NAME
LaTeX::ToUnicode::Tables - Character tables for LaTeX::ToUnicode
VERSION
version 0.54
CONSTANTS
@LIGATURES
Standard TeX character sequences (not \commands) which need to be replaced: ---
with U+2014 (em dash), etc. Includes: em dash, en dash, inverted exclamation, inverted question, left double quote, right double quote, left single quote, right single quote. They are replaced in that order.
%MARKUPS
Hash where keys are the names of formatting commands like \tt
, without the backslash, namely: bf cal em it rm sc sf sl small tt
. Values are the obvious HTML equivalent where one exists, given as the tag name without the angle brackets: b em i tt
. Otherwise the value is the empty string.
%ARGUMENT_COMMANDS
Hash where keys are the names of TeX commands taking arguments that we handle, without the backslash, such as enquote
. Each value is a reference to a list of two strings, the first being the text to insert before the argument, the second being the text to insert after. For example, for enquote
the value is ["`", "'"]
. The inserted text is subject to further replacements.
Only three such commands are currently handled: \emph
, \enquote
, and \path
.
%CONTROL_SYMBOLS
A hash where the keys are non-alphabetic \command
s (without the backslash), other than accents and special cases. These don't take arguments. Although some of these have Unicode equivalents, such as the \,
thin space, it seems better to keep the output as simple as possible; small spacing tweaks in TeX aren't usually desirable in plain text or HTML.
The values are single-quoted strings '\x{...}'
, not double-quoted literal characters <"\x{...}">, to ease future parsing of the TeX/text/HTML.

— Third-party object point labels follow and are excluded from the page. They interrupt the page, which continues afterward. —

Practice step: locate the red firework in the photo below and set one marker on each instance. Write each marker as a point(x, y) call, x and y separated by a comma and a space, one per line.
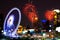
point(49, 15)
point(30, 11)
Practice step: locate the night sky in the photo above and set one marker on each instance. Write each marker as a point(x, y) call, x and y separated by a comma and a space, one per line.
point(41, 6)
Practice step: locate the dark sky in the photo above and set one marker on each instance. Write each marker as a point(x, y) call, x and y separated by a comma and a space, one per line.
point(41, 6)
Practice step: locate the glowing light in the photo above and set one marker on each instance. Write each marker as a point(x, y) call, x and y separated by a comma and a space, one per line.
point(58, 29)
point(49, 30)
point(4, 33)
point(57, 10)
point(30, 11)
point(25, 31)
point(55, 16)
point(20, 28)
point(10, 21)
point(49, 15)
point(44, 21)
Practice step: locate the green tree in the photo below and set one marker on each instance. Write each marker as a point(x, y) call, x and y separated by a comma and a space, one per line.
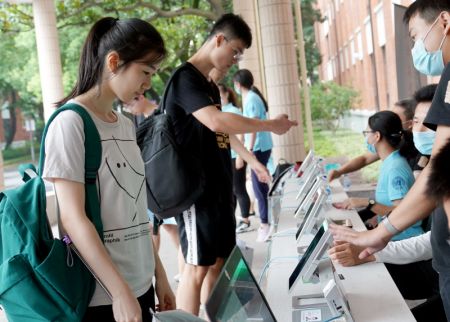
point(310, 15)
point(183, 24)
point(330, 102)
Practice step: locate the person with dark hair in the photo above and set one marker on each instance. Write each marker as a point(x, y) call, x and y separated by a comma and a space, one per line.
point(207, 228)
point(384, 137)
point(260, 144)
point(423, 137)
point(429, 27)
point(405, 110)
point(239, 166)
point(118, 59)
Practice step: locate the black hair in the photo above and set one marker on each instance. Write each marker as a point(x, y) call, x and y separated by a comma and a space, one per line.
point(231, 95)
point(408, 106)
point(133, 39)
point(389, 125)
point(233, 27)
point(438, 185)
point(425, 94)
point(426, 9)
point(245, 78)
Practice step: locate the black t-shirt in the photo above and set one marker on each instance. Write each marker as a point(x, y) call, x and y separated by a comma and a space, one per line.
point(189, 92)
point(439, 114)
point(420, 161)
point(439, 241)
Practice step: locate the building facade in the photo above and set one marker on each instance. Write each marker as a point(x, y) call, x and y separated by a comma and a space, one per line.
point(365, 44)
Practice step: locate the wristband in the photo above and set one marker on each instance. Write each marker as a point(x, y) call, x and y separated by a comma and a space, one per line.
point(389, 227)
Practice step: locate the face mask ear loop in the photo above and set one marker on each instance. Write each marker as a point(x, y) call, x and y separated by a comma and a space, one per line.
point(442, 42)
point(431, 28)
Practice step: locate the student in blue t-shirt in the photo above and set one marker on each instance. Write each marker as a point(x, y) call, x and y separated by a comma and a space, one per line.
point(239, 166)
point(260, 144)
point(384, 137)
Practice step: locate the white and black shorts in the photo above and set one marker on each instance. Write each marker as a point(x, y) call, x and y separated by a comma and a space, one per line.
point(207, 232)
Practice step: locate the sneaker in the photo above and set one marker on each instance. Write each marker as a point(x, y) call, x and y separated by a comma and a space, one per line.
point(242, 227)
point(263, 234)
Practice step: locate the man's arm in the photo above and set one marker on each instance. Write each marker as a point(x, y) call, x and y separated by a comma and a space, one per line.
point(353, 165)
point(406, 251)
point(231, 123)
point(400, 252)
point(261, 171)
point(415, 206)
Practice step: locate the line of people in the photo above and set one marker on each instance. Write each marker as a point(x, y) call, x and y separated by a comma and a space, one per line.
point(419, 265)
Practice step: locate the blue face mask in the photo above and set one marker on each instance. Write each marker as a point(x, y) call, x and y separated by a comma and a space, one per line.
point(371, 147)
point(423, 141)
point(428, 63)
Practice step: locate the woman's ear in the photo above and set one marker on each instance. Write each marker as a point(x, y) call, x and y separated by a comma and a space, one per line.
point(377, 137)
point(112, 61)
point(220, 38)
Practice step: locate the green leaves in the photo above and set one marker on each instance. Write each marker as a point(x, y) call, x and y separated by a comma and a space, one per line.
point(329, 102)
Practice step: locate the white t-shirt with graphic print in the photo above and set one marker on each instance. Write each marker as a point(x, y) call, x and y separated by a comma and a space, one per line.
point(122, 194)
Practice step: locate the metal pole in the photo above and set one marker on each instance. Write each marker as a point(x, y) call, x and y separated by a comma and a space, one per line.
point(260, 51)
point(374, 61)
point(32, 146)
point(302, 61)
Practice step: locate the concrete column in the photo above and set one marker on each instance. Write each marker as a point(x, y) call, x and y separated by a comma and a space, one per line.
point(281, 71)
point(48, 53)
point(252, 60)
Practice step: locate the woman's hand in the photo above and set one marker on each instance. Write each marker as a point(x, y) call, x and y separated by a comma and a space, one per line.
point(261, 171)
point(239, 163)
point(372, 222)
point(333, 174)
point(371, 241)
point(126, 307)
point(281, 124)
point(351, 203)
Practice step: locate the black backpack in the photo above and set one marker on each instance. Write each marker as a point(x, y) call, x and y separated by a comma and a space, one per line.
point(174, 177)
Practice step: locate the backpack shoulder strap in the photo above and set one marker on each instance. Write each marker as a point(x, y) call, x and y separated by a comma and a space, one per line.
point(162, 104)
point(93, 152)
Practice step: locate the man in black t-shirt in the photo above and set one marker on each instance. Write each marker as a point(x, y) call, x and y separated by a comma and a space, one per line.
point(429, 27)
point(207, 229)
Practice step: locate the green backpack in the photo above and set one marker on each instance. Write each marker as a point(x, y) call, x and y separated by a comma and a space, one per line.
point(40, 280)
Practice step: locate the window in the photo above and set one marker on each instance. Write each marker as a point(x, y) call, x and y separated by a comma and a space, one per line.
point(368, 31)
point(381, 31)
point(352, 50)
point(326, 25)
point(329, 70)
point(359, 44)
point(346, 57)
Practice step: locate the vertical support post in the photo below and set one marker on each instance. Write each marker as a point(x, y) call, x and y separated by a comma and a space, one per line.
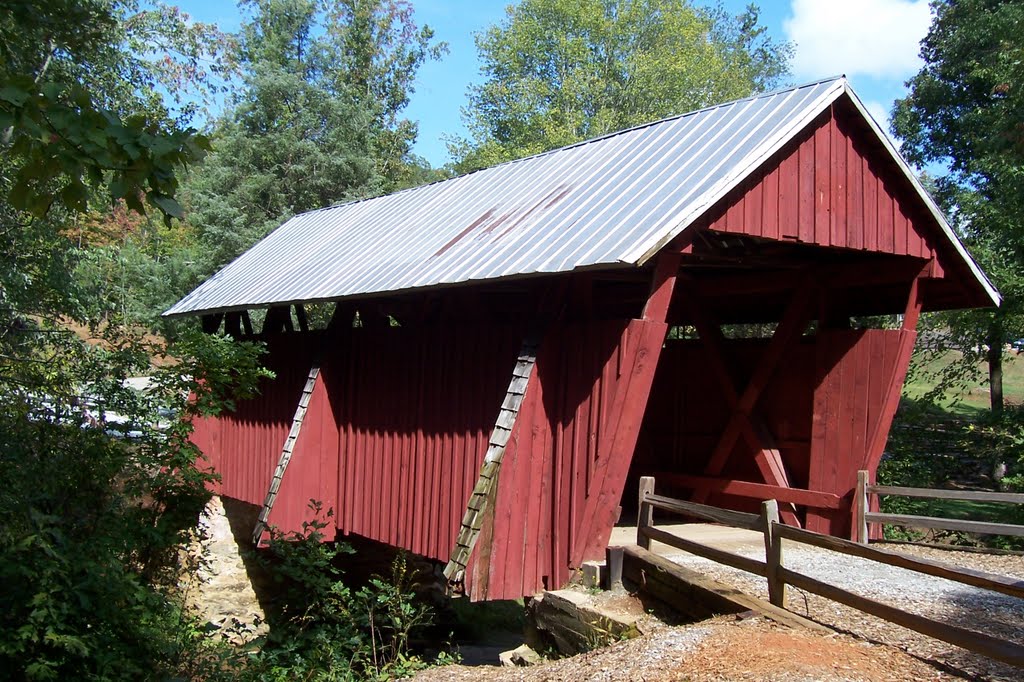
point(861, 502)
point(645, 515)
point(773, 553)
point(613, 567)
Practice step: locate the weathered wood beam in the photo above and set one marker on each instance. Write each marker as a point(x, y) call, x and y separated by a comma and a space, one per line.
point(742, 423)
point(880, 434)
point(743, 488)
point(663, 285)
point(212, 323)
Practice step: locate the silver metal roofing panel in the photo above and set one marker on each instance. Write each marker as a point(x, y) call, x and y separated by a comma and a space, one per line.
point(609, 202)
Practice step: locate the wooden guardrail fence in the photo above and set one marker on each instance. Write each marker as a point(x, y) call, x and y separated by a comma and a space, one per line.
point(865, 516)
point(778, 576)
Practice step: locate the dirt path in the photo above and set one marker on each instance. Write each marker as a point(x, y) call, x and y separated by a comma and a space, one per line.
point(719, 649)
point(863, 648)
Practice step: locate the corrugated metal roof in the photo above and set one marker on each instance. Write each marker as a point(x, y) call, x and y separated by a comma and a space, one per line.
point(609, 202)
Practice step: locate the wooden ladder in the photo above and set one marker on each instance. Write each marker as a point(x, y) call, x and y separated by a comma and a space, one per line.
point(286, 453)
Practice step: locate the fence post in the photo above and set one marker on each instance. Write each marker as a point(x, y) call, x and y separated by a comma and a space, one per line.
point(645, 515)
point(860, 499)
point(773, 553)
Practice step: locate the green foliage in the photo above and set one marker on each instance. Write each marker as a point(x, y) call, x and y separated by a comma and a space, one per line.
point(932, 448)
point(965, 111)
point(322, 630)
point(80, 111)
point(100, 489)
point(557, 72)
point(316, 121)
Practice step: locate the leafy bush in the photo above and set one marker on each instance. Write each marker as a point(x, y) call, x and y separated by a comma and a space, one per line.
point(321, 629)
point(96, 510)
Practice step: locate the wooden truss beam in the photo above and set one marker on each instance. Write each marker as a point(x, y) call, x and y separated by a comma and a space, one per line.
point(744, 422)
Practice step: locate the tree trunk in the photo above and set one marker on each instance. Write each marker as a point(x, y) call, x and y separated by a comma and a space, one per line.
point(994, 356)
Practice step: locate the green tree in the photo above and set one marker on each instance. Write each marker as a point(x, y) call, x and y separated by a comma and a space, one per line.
point(316, 122)
point(966, 111)
point(98, 483)
point(83, 123)
point(557, 72)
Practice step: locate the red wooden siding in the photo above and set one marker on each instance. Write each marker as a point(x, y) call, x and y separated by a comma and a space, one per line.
point(393, 438)
point(563, 472)
point(415, 409)
point(821, 407)
point(828, 188)
point(854, 375)
point(244, 445)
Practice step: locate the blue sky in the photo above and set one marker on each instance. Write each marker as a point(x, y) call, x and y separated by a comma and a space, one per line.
point(873, 42)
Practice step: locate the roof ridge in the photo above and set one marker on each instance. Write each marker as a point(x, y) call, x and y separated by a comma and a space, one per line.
point(591, 140)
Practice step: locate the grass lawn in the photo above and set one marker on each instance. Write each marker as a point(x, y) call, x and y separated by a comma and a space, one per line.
point(974, 398)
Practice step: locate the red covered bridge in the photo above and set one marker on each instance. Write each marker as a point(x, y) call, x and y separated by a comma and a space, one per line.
point(695, 299)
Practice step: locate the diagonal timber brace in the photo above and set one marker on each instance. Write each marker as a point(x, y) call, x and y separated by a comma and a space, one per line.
point(744, 422)
point(482, 496)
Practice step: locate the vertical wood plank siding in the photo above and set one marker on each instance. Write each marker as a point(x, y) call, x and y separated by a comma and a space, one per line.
point(393, 438)
point(244, 445)
point(821, 410)
point(563, 472)
point(828, 188)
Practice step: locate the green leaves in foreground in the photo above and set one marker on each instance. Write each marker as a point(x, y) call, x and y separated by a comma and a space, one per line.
point(61, 145)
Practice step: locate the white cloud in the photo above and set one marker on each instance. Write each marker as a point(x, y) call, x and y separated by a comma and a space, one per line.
point(875, 38)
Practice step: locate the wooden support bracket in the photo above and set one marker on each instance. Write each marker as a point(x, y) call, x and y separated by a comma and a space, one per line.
point(744, 423)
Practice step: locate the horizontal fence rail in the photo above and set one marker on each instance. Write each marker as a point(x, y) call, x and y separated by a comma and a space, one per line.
point(778, 576)
point(865, 516)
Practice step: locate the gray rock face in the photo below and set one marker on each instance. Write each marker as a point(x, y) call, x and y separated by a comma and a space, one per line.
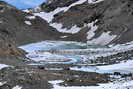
point(111, 16)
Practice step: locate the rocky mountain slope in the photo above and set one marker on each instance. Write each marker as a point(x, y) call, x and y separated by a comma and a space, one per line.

This hash is necessary because TeX's parsing rules for control symbols are different from control words: no space or other token is needed to terminate control symbols.
%CONTROL_WORDS
Keys are names of argument-less commands, such as \LaTeX
(without the backslash). Values are the replacements, often the empty string.
%SYMBOLS
Keys are the commands for extended characters, such as \AA
(without the backslash.)
%ACCENT_SYMBOLS
Two-level hash of accented characters like \'{a}
. The keys of this hash are the accent symbols (without the backslash), such as `
and '
. The corresponding values are hash references where the keys are the base letters and the values are single-quoted '\x{....}'
strings.
%ACCENT_LETTERS
Same as %ACCENT_SYMBOLS, except the keys are accents that are alphabetic, such as \c
(without the backslash as always).
As with control sequences, it's necessary to distinguish symbols and alphabetic commands because of the different parsing rules.
%GERMAN
Character sequences (not necessarily commands) as defined by the package `german'/`ngerman', e.g. "a
(a with umlaut), "s
(german sharp s) or "`"
(german left quote). Note the missing backslash.
The keys of this hash are the literal character sequences.
AUTHOR
Gerhard Gossen <gerhard.gossen@googlemail.com>, Boris Veytsman <boris@varphi.com>, Karl Berry <karl@freefriends.org>
https://github.com/borisveytsman/bibtexperllibs
COPYRIGHT AND LICENSE
Copyright 2010-2024 Gerhard Gossen, Boris Veytsman, Karl Berry
This is free software; you can redistribute it and/or modify it under the same terms as the Perl5 programming language system itself.